Our cases were relatively homogenous and could be clinically characterized as severe steroid-dependent refractory asthma, with frequent exacerbations and daily symptoms despite close repeated medical evaluation and maximal treatment including oral steroids. Six-month treatment with non-effective omalizumab every 2 or 4 weeks in the hospital could limit the placebo effect of regular visits during infliximab administration.
Because of the frequent exacerbations and ICU admission within the previous year, the disease of all our patients would have been considered too severe for their inclusion in controlled trials evaluating TNF-blocking drugs.
The place of anti-TNF-α treatment in severe asthma is still debated despite a strong scientific rationale and several positive proof-of-concept studies [4,8-10]. One hypothesis explaining the controversial and disappointing results may be the different phenotypes of severe asthma among patient eligible for these trials. For example, recent results from the large controlled study of golimumab with negative results 6 suggested improvement with TNF blockade for a subgroup of patients with severe asthma and rhinosinusitis and highly reversible FEV1 [6,11]. The main characteristics of our patients were fixed airway obstruction (6/7) and overweight or obesity, which is associated with high TNF-α expression . Such a clinical phenotype has been identified by cluster analysis from large cohorts of asthma patients . In our series, patients with the greatest improvement were considered to have “brittle asthma”, characterized by rapid-onset and severe exacerbations. This subgroup of severe refractory asthma could represent another asthma phenotype , but whether it is associated with high TNF-α expression , which may predict sensitivity to TNF blockade, remains to be investigated.
We observed many serious adverse events, despite the small size of our sample. The 2 patients receiving adalimumab showed side effects. The most severe adverse effect was bacterial pneumonia. The role of long-term treatment with high doses of inhaled and/or oral steroids may explain the high rate of infections in patients with asthma receiving golimumab . However, no unexpected safety findings were observed in 132 patients with moderate to severe asthma receiving etanercept for 12 weeks . The pre-existence of melanoma in patient 7 would have represented a contra-indication for anti-TNF-α therapy, but we failed to detect it before treatment.

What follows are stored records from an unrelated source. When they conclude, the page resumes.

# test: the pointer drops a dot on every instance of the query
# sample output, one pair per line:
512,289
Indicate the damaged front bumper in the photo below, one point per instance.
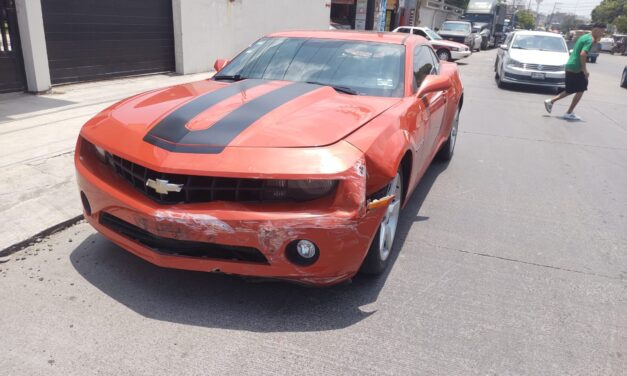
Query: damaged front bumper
248,239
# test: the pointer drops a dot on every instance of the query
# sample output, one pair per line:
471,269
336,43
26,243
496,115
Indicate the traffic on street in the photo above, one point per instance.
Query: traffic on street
314,200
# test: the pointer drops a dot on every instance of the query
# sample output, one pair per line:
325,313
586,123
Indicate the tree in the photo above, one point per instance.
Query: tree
609,10
621,24
524,19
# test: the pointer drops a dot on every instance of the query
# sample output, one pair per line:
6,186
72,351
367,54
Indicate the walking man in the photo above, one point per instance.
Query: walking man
577,72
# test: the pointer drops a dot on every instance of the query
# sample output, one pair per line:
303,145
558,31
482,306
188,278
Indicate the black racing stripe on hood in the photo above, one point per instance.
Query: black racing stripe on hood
172,128
215,138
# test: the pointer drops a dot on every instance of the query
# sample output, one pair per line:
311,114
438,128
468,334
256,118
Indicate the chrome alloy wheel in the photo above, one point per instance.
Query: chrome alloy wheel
387,230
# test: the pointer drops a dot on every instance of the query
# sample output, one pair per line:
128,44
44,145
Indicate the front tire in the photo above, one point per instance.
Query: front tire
499,81
446,151
379,253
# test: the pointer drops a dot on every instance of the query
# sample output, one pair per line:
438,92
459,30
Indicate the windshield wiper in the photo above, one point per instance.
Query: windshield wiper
341,89
235,77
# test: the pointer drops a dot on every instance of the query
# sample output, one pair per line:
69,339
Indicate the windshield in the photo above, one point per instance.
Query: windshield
456,26
432,34
539,42
366,68
481,18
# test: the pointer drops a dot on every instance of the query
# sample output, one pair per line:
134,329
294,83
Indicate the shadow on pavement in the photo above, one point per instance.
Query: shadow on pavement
531,89
20,104
211,300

The relatively high rate of immediate hypersensitivity to treatment in our patients (2/7 patients) as compared with patients with rheumatoid arthritis may be explained by our patients not concurrently receiving methotrexate, which may promote immunologic tolerance of infliximab therapy. We found no evidence of bronchospasm during infliximab infusion, as is described in rheumatologic patients .
Three patients have received infliximab for more than 2 years, with excellent tolerance.

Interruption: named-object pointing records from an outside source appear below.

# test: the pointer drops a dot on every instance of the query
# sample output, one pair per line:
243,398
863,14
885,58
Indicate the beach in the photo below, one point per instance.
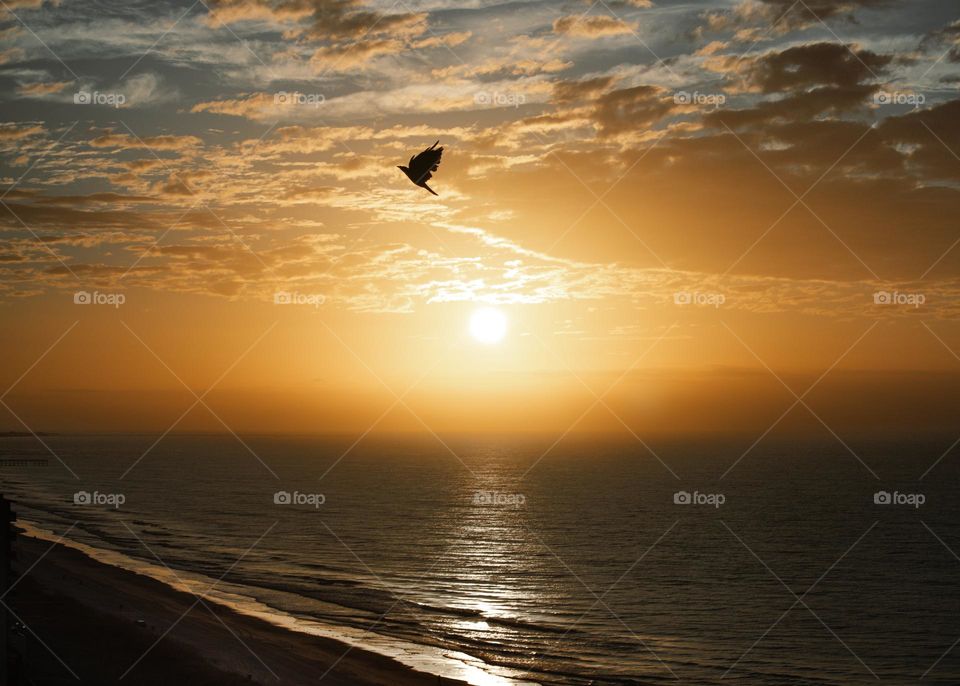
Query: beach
102,624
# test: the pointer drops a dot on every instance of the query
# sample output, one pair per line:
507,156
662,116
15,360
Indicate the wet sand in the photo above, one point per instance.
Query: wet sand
102,624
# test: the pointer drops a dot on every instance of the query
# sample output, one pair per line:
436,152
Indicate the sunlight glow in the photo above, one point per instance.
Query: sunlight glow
488,325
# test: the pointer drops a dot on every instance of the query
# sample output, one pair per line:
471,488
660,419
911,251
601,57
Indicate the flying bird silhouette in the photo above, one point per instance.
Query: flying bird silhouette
423,165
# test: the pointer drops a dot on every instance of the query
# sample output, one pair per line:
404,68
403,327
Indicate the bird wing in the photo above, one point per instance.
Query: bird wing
423,165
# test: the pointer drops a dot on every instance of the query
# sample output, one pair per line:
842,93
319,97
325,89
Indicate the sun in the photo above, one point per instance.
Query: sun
488,325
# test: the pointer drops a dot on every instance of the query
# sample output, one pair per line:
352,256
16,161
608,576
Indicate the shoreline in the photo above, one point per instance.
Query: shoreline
70,599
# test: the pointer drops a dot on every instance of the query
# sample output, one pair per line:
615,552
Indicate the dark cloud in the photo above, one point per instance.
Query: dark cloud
574,91
810,65
630,109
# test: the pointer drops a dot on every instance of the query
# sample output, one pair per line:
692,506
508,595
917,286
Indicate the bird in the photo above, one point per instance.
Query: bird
423,165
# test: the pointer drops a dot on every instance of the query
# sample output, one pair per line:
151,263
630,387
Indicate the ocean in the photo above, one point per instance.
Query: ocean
483,558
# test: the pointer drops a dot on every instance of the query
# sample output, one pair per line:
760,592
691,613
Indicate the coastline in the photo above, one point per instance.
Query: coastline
98,620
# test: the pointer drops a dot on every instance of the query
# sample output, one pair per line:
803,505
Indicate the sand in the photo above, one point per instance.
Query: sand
100,621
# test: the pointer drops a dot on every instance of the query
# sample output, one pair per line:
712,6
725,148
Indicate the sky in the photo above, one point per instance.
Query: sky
693,216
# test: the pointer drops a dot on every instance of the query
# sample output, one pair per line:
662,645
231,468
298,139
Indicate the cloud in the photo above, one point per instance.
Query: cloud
801,67
15,131
40,89
753,20
592,26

We believe that infliximab had a favourable risk-benefit profile in most of our patients, considering the asthma severity, occurrence of life-threatening exacerbations and complications of long-term oral steroids. This subgroup of severe refractory asthma with frequent exacerbation may represent a particular clinical phenotype with high efficacy of infliximab. Specific controlled trials should be designed for these patients with severe steroid-refractory asthma to assess this hypothesis. Characterization of the airway inflammatory profile and gene expression pattern in the sputum  would help identify biomarkers of patients most likely to respond to such treatment.
Infliximab may improve the condition of some patients with severe steroid-dependant refractory asthma, although this small series does not allow for definitive conclusions. Careful medical evaluation is warranted before and during treatment. A properly designed, randomized trial of a larger group of severe steroid-refractory patients is needed to confirm the benefit/risk ratio of anti-TNF-α treatment in this particular population.
CONFLICT OF INTEREST
The authors confirm that this article content has no conflict of interest.